JOHN BENCE, Archangels
La prima volta avevamo avvistato John Bence a Berlino il 29 gennaio 2019 al Berghain per il festival CTM ed era stato una vera apparizione fuori-contesto, o almeno incongrua, ma di certo fatale. Questo giovanissimo, vulnerabile ragazzo, leggermente sovrappeso e in total black, armato solo della sua voce baritonale accompagnata da rarefatti pattern elettronici, su quel palco dove avevano appena suonato gli Schtum e giusto prima di Croatian Amor, non sembrava a suo agio. Eppure con quella voce da redivivo Scott Walker in Tilt aveva lasciato il segno su quella rude audience alemanna, vista la richiesta, cosa inaudita, di un bis (comunque non concesso). Solo un paio di brevi ep, Disquiet e Kill (quest’ultimo registrato a Saragozza) pubblicati per la Other People di Nicolas Jaar a fronte di un intenso concerto di più di un’ora erano il magro bottino che trasmisi a “Battiti”, prevedendo per l’artista britannico un futuro radioso e invece… invece il nulla più totale.
Negli anni seguenti Bence sparisce letteralmente dalla circolazione, niente più concerti. Sì, è vero, intanto è arrivata la pandemia, ma niente dischi o altro. La realtà è che dopo la laurea in composizione conseguita al conservatorio di Birmingham, i primi concerti fuori dall’Inghilterra, le critiche entusiaste della stampa specializzata, Bence viveva uno stato di profonda depressione (“The Black Eyed Dog” by Nick Drake), aggravato da dipendenza alcolica. Racconta Bence: “A Londra ero sul palco di un teatro di cui non ricordo neanche più il nome assieme a William Basinski, davanti a centinaia di persone, era un sogno che si trasformò presto in incubo: un senso di vuoto, vertigini e nausea mi stringeva lo stomaco. Persi una occasione unica, dimostrando solo ingratitudine verso tutti e lì mi resi conto che quella esposizione pubblica mi rendeva paradossalmente ancor più infelice”.

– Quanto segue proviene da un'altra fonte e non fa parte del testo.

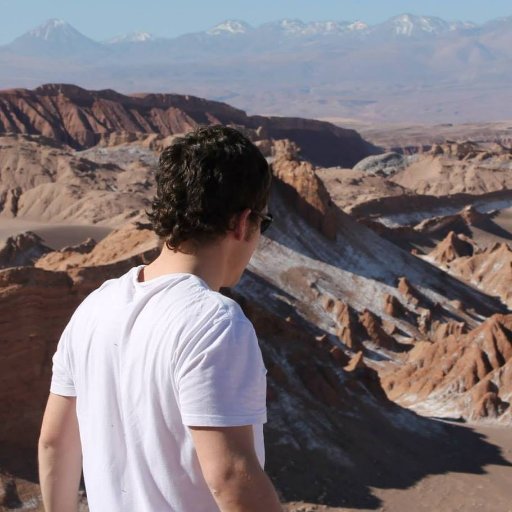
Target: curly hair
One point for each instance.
(203, 179)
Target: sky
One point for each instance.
(102, 19)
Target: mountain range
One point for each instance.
(409, 68)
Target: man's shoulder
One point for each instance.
(218, 305)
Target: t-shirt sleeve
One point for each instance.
(62, 380)
(221, 381)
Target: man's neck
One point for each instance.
(207, 262)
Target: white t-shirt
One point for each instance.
(145, 360)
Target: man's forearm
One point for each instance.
(246, 491)
(59, 476)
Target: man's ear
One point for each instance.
(242, 225)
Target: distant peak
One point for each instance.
(230, 27)
(51, 27)
(133, 37)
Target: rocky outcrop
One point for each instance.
(22, 250)
(386, 164)
(131, 242)
(466, 373)
(452, 247)
(80, 119)
(304, 189)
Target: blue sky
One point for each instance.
(100, 19)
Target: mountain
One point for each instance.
(408, 25)
(55, 39)
(404, 69)
(230, 27)
(349, 322)
(81, 119)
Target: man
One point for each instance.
(158, 380)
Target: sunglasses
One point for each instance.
(266, 220)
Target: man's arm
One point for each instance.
(60, 455)
(232, 470)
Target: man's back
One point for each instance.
(146, 360)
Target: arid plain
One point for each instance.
(381, 297)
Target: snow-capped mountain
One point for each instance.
(132, 37)
(230, 27)
(55, 38)
(296, 27)
(409, 25)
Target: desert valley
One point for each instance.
(381, 296)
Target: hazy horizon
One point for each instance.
(103, 20)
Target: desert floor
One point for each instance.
(55, 235)
(452, 491)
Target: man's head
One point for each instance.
(207, 181)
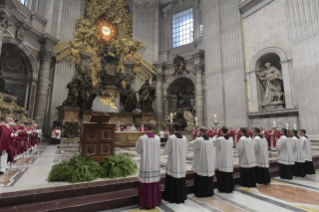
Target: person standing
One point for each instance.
(262, 159)
(285, 147)
(203, 164)
(298, 169)
(175, 181)
(224, 158)
(149, 190)
(307, 152)
(247, 159)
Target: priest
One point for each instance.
(298, 169)
(308, 167)
(224, 158)
(262, 159)
(203, 164)
(5, 139)
(149, 189)
(175, 181)
(285, 147)
(247, 159)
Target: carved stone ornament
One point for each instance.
(146, 10)
(199, 68)
(23, 29)
(4, 21)
(45, 54)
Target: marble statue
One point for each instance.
(147, 96)
(272, 82)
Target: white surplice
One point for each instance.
(224, 153)
(307, 152)
(298, 153)
(285, 148)
(176, 162)
(261, 152)
(149, 149)
(203, 161)
(246, 152)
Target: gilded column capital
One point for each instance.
(4, 21)
(199, 68)
(45, 54)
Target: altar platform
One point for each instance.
(28, 190)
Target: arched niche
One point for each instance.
(17, 70)
(278, 59)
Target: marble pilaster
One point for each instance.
(43, 86)
(159, 92)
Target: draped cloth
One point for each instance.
(224, 161)
(149, 194)
(175, 181)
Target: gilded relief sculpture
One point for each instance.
(106, 23)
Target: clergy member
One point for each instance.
(262, 159)
(308, 168)
(285, 147)
(203, 164)
(149, 189)
(224, 158)
(175, 181)
(298, 169)
(247, 159)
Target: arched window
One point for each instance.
(183, 28)
(24, 2)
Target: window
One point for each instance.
(24, 2)
(183, 28)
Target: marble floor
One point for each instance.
(299, 194)
(32, 171)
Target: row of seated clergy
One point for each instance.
(16, 140)
(56, 135)
(203, 165)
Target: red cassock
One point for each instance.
(194, 134)
(142, 129)
(231, 133)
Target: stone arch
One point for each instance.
(172, 79)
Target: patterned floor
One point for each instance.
(299, 194)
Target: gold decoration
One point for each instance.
(89, 33)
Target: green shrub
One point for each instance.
(119, 165)
(77, 169)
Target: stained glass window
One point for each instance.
(183, 28)
(24, 2)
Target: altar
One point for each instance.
(127, 139)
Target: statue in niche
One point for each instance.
(180, 66)
(128, 99)
(183, 100)
(147, 96)
(272, 82)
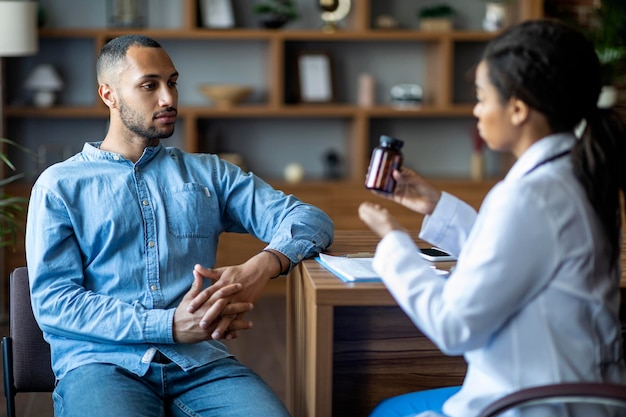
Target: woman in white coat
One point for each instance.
(534, 297)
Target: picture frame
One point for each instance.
(217, 14)
(316, 82)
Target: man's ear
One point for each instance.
(107, 95)
(519, 111)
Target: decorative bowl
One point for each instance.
(225, 95)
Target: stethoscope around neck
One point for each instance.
(548, 160)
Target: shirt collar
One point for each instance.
(92, 150)
(539, 151)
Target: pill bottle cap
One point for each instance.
(391, 142)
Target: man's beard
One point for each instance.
(133, 122)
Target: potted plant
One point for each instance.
(436, 18)
(608, 33)
(276, 13)
(12, 209)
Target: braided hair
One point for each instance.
(554, 69)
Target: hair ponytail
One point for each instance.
(598, 158)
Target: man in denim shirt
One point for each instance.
(115, 240)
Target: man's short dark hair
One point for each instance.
(114, 52)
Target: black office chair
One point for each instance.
(610, 395)
(25, 353)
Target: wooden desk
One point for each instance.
(349, 345)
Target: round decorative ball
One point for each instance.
(293, 173)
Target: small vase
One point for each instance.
(608, 97)
(275, 22)
(497, 16)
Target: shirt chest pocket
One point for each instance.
(189, 210)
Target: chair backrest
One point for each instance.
(32, 370)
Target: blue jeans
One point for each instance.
(222, 388)
(414, 403)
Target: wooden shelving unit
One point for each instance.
(279, 48)
(438, 80)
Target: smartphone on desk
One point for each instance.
(436, 255)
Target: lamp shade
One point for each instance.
(18, 28)
(44, 77)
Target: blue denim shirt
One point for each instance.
(111, 246)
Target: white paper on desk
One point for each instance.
(355, 269)
(349, 269)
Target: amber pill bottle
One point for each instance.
(386, 157)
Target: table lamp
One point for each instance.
(18, 36)
(44, 81)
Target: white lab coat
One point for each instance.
(532, 299)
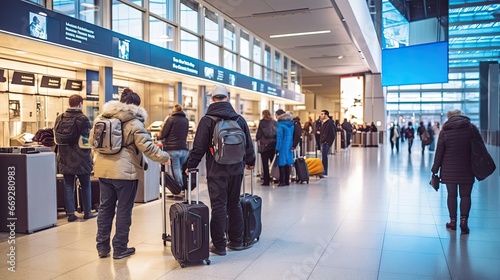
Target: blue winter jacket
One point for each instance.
(284, 140)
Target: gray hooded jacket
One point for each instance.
(129, 163)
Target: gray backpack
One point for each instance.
(228, 141)
(108, 136)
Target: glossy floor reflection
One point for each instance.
(374, 217)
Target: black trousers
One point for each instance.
(267, 158)
(224, 195)
(119, 196)
(465, 200)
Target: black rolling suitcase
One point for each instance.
(252, 207)
(190, 229)
(301, 171)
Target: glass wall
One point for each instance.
(86, 10)
(127, 19)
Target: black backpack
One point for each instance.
(228, 141)
(66, 130)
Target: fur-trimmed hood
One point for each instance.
(285, 117)
(124, 112)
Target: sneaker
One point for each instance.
(128, 252)
(89, 215)
(103, 254)
(237, 246)
(217, 251)
(71, 218)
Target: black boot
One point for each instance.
(452, 224)
(464, 225)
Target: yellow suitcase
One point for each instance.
(315, 166)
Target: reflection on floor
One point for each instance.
(374, 217)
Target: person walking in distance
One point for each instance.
(266, 137)
(74, 161)
(453, 159)
(120, 173)
(223, 180)
(410, 135)
(174, 135)
(284, 145)
(327, 137)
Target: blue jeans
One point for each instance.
(177, 159)
(69, 192)
(325, 149)
(117, 196)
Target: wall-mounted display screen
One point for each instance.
(38, 26)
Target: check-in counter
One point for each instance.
(28, 192)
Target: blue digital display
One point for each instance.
(419, 64)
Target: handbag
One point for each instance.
(435, 180)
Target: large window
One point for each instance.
(229, 36)
(190, 44)
(161, 33)
(257, 51)
(244, 44)
(229, 60)
(162, 8)
(211, 26)
(189, 15)
(127, 20)
(86, 10)
(212, 53)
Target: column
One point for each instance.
(105, 85)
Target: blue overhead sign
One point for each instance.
(34, 21)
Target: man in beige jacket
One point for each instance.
(119, 173)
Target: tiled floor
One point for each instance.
(374, 217)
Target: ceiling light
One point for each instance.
(283, 13)
(300, 34)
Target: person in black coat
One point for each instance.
(266, 137)
(327, 137)
(73, 161)
(297, 134)
(347, 127)
(453, 160)
(223, 181)
(174, 136)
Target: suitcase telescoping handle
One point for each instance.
(194, 171)
(251, 182)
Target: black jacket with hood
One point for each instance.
(174, 132)
(203, 141)
(453, 153)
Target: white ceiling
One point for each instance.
(317, 53)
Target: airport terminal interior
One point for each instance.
(375, 63)
(374, 217)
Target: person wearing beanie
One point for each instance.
(223, 180)
(119, 174)
(174, 134)
(284, 145)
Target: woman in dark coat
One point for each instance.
(453, 157)
(266, 137)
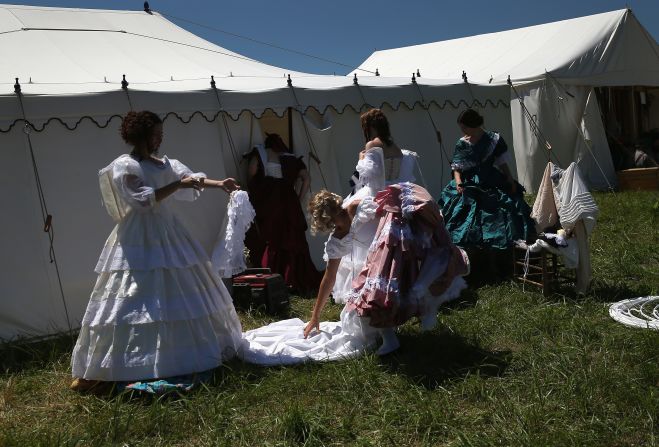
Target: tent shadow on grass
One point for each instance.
(432, 359)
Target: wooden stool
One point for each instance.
(543, 269)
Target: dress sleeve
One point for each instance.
(501, 153)
(128, 180)
(460, 161)
(337, 248)
(181, 171)
(371, 169)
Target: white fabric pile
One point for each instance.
(229, 253)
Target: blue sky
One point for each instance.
(349, 31)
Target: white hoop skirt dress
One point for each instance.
(158, 308)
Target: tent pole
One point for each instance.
(47, 218)
(124, 87)
(438, 133)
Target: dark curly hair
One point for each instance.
(470, 118)
(375, 118)
(323, 207)
(137, 127)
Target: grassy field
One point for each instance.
(504, 367)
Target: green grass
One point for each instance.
(504, 367)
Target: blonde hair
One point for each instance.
(323, 207)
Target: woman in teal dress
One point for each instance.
(483, 206)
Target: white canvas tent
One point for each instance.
(558, 64)
(70, 64)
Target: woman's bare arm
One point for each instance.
(326, 286)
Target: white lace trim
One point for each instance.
(379, 283)
(407, 200)
(365, 211)
(336, 248)
(229, 253)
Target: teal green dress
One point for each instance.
(487, 214)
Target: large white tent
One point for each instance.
(70, 64)
(557, 64)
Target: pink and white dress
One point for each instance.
(158, 309)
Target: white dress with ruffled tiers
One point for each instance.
(371, 180)
(158, 308)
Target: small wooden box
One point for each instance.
(646, 179)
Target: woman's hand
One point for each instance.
(311, 325)
(191, 182)
(229, 185)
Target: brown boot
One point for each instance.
(90, 386)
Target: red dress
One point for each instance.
(411, 247)
(277, 239)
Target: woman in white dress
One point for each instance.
(158, 309)
(380, 164)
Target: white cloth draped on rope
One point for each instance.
(564, 198)
(228, 256)
(371, 171)
(283, 342)
(158, 309)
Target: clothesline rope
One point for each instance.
(260, 42)
(580, 131)
(312, 153)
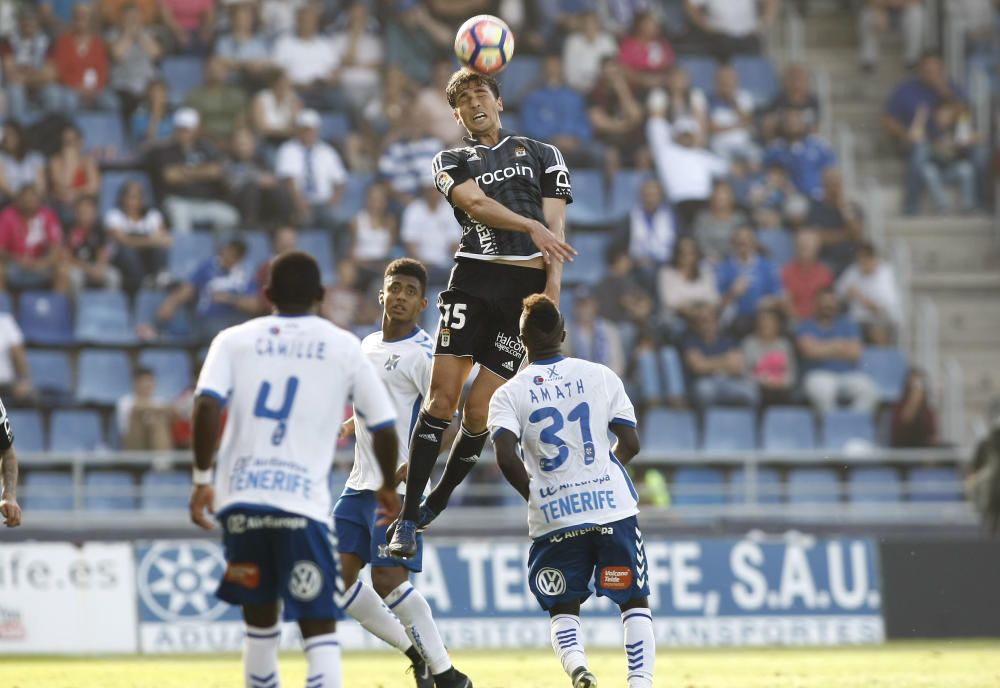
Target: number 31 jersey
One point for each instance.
(560, 409)
(287, 381)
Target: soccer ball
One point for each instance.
(484, 44)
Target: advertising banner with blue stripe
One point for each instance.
(703, 592)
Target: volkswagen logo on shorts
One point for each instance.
(550, 582)
(306, 581)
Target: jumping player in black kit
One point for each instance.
(510, 194)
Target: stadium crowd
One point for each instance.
(162, 150)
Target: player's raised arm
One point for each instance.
(481, 208)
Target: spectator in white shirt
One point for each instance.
(360, 53)
(585, 50)
(731, 26)
(872, 294)
(430, 232)
(311, 61)
(686, 171)
(313, 170)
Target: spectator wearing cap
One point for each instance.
(313, 171)
(221, 105)
(222, 288)
(804, 276)
(31, 240)
(731, 26)
(429, 231)
(593, 338)
(714, 363)
(747, 280)
(311, 61)
(829, 347)
(804, 156)
(80, 60)
(686, 171)
(188, 172)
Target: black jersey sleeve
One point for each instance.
(450, 168)
(555, 174)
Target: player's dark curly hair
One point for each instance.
(409, 267)
(463, 79)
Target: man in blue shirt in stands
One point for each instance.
(830, 349)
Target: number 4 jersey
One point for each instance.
(287, 381)
(561, 409)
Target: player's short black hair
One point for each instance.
(464, 78)
(542, 322)
(410, 268)
(294, 283)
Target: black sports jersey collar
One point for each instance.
(504, 135)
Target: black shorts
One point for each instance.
(480, 313)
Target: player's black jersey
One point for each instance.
(518, 173)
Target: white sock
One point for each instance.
(640, 647)
(260, 657)
(364, 604)
(323, 656)
(409, 605)
(566, 642)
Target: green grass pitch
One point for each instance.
(898, 665)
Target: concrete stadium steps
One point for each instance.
(947, 244)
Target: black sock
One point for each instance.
(425, 445)
(464, 455)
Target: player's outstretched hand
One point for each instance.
(389, 506)
(11, 512)
(202, 498)
(550, 245)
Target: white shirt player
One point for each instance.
(286, 381)
(560, 409)
(404, 366)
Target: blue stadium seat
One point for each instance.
(813, 486)
(669, 430)
(109, 491)
(165, 490)
(842, 428)
(113, 180)
(177, 329)
(103, 135)
(757, 75)
(694, 486)
(779, 244)
(888, 368)
(103, 317)
(934, 485)
(729, 429)
(187, 251)
(788, 428)
(518, 79)
(874, 484)
(29, 435)
(48, 491)
(353, 198)
(770, 488)
(45, 318)
(588, 265)
(75, 430)
(317, 243)
(335, 126)
(104, 377)
(172, 368)
(673, 369)
(589, 207)
(182, 74)
(50, 372)
(701, 71)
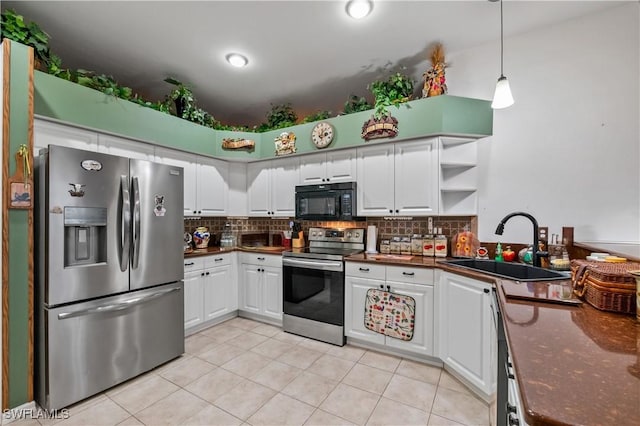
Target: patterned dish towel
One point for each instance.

John torna a Bristol e complice il lockdown si chiude in clinica… la probabile dissipazione di un talento. Invece ecco che dopo una riabilitazione di oltre due anni Bence torna in sala d’incisione nel 2022 e finalmente il 24 febbraio pubblica per la Thrill Jockey un disco clamoroso che tratta di redenzione, percorso di cura, di religione, d’inquietudine, il tutto traslato in questi 13 brani, quaranta minuti di pura estasi sonora elettroacustica in cui la su voce è ancora più matura e profonda. C’è più spazio per pianoforte, field recordings, per i silenzi, lo spettro sonoro è più ampio, ma la voce – quando interviene – è quella, come dire, salvifica di un arcangelo, ascoltare per credere “Michael, Archangel Of Hod”, “Raphael, Archangel Of Tipharet”, “Raziel, Archangel Of Chokmah”! Titoli ispirati all’induismo come alla Kabbalah ebraica, ma l’intenzione è assai lontana da quella che permea, per esempio, la produzione filo-ortodossa di un John Zorn: composizioni come “Tzadikiel Of Chesed”, “Kamael, Archangel Of Geburah” sono un inno alla pacificazione dell’uomo con se stesso e con gli altri.
“Sandalphon, Archangel Of Malkuth” e “Anu/Enlin/Enk (The Way Of Anu)” chiudono magnificamente un disco – ripeto – clamoroso, dalla bellezza lancinante quanto necessaria in questi tempi cupi. File under: rehab.